For Bayesian Optimization, there had been problems when implementing to lightGBM model. And since Random Forest performs similarly to lightGBM model, we used Bayesian Optimization to optimize the hyperparameters of Random Forest model. The hyperparameters we used are n_estimators, min_samples_split, and max_features. The optimal values are 0.35, 20.44, and 240 respectively.
And lastly, we used HyperOpt with MLFlow to the lightGBM models. The optimal loss is 0.64. And the optimal values for the hyperparameters are:
- subsample_for_bin: 200000
- verbose: -1
- boosting_type: gbdt
- keep_training_booster: False
- subsample_freq: 0
- evals_result: None
- colsample_bytree: 1.0
- num_boost_round: 47
The optimal F1 score is 0.6611.
We created two dashboards in total. One is for the model prediction, and one is for the streaming data.
For the dashboard of model prediction, we utilized the dashboard function in Databricks to create dashboard directly from our code. You can find the dashboard here Dashboard_prediction.png.
The code for the dashboard with information on daily games and the winner prediction is in the databricks dashboard folder.
We explored another option to productionize the machine learning model using docker and kubernetes. It was implemented in local environment and Google cloud platform (GCP) to check in live environment. Docker file was set up and relevent commands to set up environment, directory, load requirements, scripts, pickle file generated from machine learning script were added to build and run docker container. In local we did in docker desktop and on GCP docker was put on container registry. In local the application which was made with swagger was hosted and simulator and feature for uploading test file and getting prediction was tested.

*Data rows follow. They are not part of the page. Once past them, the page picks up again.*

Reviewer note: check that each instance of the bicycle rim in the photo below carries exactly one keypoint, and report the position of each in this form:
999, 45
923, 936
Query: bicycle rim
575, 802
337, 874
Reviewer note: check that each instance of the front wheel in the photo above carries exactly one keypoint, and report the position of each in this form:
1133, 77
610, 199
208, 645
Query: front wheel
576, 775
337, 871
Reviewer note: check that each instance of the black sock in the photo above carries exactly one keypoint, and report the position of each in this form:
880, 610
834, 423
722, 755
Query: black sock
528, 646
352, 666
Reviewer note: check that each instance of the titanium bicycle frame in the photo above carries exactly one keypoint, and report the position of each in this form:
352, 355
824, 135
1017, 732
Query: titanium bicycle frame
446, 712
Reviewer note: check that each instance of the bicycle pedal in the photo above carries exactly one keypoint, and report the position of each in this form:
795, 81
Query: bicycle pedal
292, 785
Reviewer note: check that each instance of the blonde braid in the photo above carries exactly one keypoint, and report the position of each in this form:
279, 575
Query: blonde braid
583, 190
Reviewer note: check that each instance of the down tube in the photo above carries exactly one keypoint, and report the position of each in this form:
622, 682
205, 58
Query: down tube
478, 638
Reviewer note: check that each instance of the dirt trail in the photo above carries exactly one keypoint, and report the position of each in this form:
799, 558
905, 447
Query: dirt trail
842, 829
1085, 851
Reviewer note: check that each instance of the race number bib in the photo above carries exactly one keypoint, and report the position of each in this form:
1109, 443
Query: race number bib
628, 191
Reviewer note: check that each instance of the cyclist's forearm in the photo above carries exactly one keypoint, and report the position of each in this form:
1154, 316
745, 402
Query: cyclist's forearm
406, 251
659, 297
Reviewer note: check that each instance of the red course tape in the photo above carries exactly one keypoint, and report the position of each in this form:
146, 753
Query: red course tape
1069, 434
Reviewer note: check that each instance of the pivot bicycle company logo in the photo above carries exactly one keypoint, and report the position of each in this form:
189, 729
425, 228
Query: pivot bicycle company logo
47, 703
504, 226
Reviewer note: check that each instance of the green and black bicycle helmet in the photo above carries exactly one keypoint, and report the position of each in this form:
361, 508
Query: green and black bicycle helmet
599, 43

On GCP, kuberneters cluster was configured and docker container was deployed and our application (swagger) was exposed live on internet and was working efficiently.
Further, on User Interface we tried Streamlit and basic Flask API using Postman along with Swagger API, however went with swagger for testing in GCP as we were able to incorporate GET and POST feature in application and was easy to integrate on Cloud.
On Automation, cron job for triggering pickle file and updating docker which will refresh the simulator/app was built and tested on local environment. full access to tools/softwares instead of trial or community version can help to implement on cloud and live environment. It is a part of future scope.
Link to video: https://youtu.be/G3p21FtN3ss
Python, Databricks, Databricks delta table, databricks visualization features, Docker desktop, Google cloud platform (container registry, kubernetes, vm instance), GITHub, Streamlit, Swagger, Flask API, Postman, Anaconda
This project was conducted as part of the final group project for INSY695-076: Enterprise DS & ML In Production II, Winter 2022, with Instructor Fatih Nayebi at Desautels Faculty of Management, McGill University.